It’s not the critic who counts; not the man who points out how the strong man stumbles, or where the doer of deeds could have done better. The credit belongs to the man who is actually in the arena … who, at best, knows in the end the triumph of great achievement, and who, at the worst, if he fails, at least fails while daring greatly. So that his place will never be with those cold timid souls who know neither victory or defeat. –Theodore Roosevelt, 26th President of the United States of America
A few years ago, I remember when our oldest son stood about so-high (a little over waist height for my nearly 6-foot-frame) and we visited a popular amusement park as a family. We started the day over in the kiddie-land, which is always filled with double strollers, moms in high jeans, dads wearing stuffed backpacks, and kids running in every direction usually sucking pacifiers or lollipops, depending on the age. Kiddie-land at every amusement park seems to be a place of fleeting laughter and wailing kids, not understanding why their tilt-a-whirl ride ended so soon.
So when our oldest son, probably 6 at the time, asked to ride a “big” roller coaster, my husband and I eyed each other, raised eyebrows, and followed his lead.
It turns out we ended up ogling one of the largest roller coasters on the premises– I’ll call it the “Grand Shoot-Em-Up Loop-D-Loop.” Again, our oldest son pointed, and my husband, pushing the double stroller with our other two sons, raised his eyebrows again. And since he measured above the height requirement line, we had no argument left. He had big dreams. And we weren’t about to stop him.
Off we went, my oldest and me, to stand in an hour-long line while I contemplated whether I could stomach the ride …

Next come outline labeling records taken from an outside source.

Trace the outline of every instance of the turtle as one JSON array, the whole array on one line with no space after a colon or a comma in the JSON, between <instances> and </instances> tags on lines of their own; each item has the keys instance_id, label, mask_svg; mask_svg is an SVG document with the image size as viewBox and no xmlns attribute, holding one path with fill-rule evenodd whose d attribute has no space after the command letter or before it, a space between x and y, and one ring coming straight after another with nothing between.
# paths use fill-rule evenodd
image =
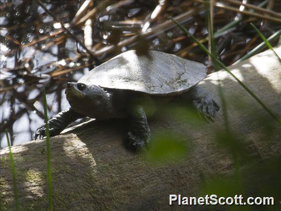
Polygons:
<instances>
[{"instance_id":1,"label":"turtle","mask_svg":"<svg viewBox=\"0 0 281 211\"><path fill-rule=\"evenodd\" d=\"M213 120L218 104L207 91L195 86L206 75L202 63L172 54L152 50L147 54L136 50L123 53L77 82L67 83L65 94L70 107L48 121L50 136L59 134L83 117L125 118L129 122L128 146L136 151L147 149L150 142L147 112L148 117L152 116L157 107L173 99L191 103L204 117ZM43 125L37 130L35 140L43 138L45 133Z\"/></svg>"}]
</instances>

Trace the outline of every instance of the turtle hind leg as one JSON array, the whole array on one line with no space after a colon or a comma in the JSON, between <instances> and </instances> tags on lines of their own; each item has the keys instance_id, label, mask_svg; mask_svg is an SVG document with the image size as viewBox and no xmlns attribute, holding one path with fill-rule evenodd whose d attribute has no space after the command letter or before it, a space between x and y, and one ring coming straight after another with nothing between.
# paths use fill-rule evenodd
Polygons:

Isn’t it a gift when we know what our goals are, and where we want to go with our days, years, and lives? When we do find those things in everyday life–those things that make us tick, the essence of our hopes and dreams–it’s important not to settle for less, for the pacifier crowd in the wailing kiddie-land. But to stretch ourselves to pursue wholeheartedly following our dreams.
When we do, we enter the ring. We walk into the arena. With all of those who dare to live, to dream big, and to pursue that vision regardless of the daunts from the bully called failure. Because after the giant roller coaster, we may know the thrill of having stepped up to the challenge and laughed all the way back down to solid ground.
This week, I’m in the US, in the Heartland, at a national fiction conference, learning and meeting new people who share my love for writing and fiction. What a great place to be! So very grateful to have the opportunity, and so thankful for my family and so many friends supporting me on the journey. Here’s to entering the arena … and to the adventure always found in a life well lived.
Starting the conversation: What giant roller-coaster-type dreams do you have? How can you move toward fulfilling those dreams?